Çelik, bir grup sosyal güvenlik uzmanı ve gazeteciyi iftarda ağırladı.
Uzun uzun sohbet ettik, merak edilen, beklenen hemen her konuyu sorduk.
İşte yanıtları;
KIDEM TAZMİNATI SİSTEMİ DEĞİŞEÇEK AMA ÇALIŞANLAR KORKMAYIN
"Kıdem tazminatı fonu programımızda zaten vardı. Biz bakanlık olarak kendi mutfağımızda çalışmalara başladık. Yakın zamanda önümüze geleceğini düşünmemiştim. Ancak taşeron işverenlerle ilgili kayıt dışılık ve işçilere karşı yapılan haksızlıkları önlemek için artık gerekli hale geldi. Taşeron işçilik dünya gerçeği. Kamu gelecekte özel hastanelerle rekabet eder hale gelecek. Bu rekabet ortamında maliyeti düşürmesi gerekecek. Taşeron işçisine tatil yok, çalışma saatleri düzensiz, tazminat yok. Her şey işveren beyefendinin insafına kalmış.

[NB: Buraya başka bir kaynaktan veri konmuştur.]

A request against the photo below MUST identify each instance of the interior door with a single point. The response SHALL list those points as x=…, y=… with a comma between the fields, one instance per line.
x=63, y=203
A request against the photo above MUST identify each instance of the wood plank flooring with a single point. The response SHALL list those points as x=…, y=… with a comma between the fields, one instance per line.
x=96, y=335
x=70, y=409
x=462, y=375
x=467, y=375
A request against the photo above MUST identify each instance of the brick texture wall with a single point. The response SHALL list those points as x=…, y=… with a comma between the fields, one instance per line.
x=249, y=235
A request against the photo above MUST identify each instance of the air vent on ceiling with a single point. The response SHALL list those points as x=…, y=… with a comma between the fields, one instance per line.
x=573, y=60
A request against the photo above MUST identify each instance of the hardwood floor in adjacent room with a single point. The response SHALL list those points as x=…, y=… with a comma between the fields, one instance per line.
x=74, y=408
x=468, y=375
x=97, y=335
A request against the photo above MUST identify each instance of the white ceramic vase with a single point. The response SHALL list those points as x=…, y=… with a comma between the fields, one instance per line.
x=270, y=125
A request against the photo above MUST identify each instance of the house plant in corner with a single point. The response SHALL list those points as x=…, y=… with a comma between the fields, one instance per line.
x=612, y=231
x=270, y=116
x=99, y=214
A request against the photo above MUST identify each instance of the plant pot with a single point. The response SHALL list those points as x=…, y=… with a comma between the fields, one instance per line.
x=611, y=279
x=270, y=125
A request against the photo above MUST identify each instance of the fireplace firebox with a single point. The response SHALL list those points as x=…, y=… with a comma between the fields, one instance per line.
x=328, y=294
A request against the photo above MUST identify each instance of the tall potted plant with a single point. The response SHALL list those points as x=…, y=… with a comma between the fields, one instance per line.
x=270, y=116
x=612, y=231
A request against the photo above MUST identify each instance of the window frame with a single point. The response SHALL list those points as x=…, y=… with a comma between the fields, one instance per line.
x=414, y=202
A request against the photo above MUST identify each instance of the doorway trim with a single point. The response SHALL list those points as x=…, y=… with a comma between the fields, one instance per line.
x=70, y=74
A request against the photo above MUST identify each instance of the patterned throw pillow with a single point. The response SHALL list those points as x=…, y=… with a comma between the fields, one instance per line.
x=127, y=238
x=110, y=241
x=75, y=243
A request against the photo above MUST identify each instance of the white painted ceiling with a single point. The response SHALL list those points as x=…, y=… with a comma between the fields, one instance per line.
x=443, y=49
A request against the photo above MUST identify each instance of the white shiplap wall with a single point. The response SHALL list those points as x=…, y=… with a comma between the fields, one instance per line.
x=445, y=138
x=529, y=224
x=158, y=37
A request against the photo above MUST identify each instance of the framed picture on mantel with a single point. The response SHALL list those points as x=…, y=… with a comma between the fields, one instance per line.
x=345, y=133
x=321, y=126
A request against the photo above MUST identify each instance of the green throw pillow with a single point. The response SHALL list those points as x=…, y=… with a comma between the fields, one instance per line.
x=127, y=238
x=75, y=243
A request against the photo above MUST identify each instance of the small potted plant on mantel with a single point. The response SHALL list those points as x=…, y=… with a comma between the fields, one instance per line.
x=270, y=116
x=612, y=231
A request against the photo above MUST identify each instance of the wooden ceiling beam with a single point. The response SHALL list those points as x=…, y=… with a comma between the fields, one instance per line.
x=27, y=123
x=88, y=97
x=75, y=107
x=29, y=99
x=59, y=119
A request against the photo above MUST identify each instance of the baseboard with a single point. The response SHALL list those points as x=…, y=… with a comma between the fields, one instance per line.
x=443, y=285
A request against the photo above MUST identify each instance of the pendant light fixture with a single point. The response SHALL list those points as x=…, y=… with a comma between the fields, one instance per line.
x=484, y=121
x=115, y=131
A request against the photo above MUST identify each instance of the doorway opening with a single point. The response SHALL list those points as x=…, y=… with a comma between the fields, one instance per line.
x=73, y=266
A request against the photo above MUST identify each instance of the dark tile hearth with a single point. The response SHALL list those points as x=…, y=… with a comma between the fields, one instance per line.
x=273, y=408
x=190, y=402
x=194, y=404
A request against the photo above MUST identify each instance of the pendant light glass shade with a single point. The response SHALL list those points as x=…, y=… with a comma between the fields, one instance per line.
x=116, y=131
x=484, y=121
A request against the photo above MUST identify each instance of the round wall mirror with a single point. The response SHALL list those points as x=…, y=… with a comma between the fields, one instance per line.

Fonu kurarak bu haksızlıkları gidereceğiz. Kamu İhale Yasası’na ihale şartnamelerine bununla ilgili düzenlemeler ekleyeceğiz. Taşeron işçisine örgütlenme hakkı da gelecek. Bu dönemde çalışma hayatıyla ilgili her şey cesaretle yapılacak. Uzlaşı arayacağız. Kimi maddelerde yüzde 80 kiminde yüzde 60, bizim için yüzde 50’nin üzerindeki uzlaşı yeterli olur.”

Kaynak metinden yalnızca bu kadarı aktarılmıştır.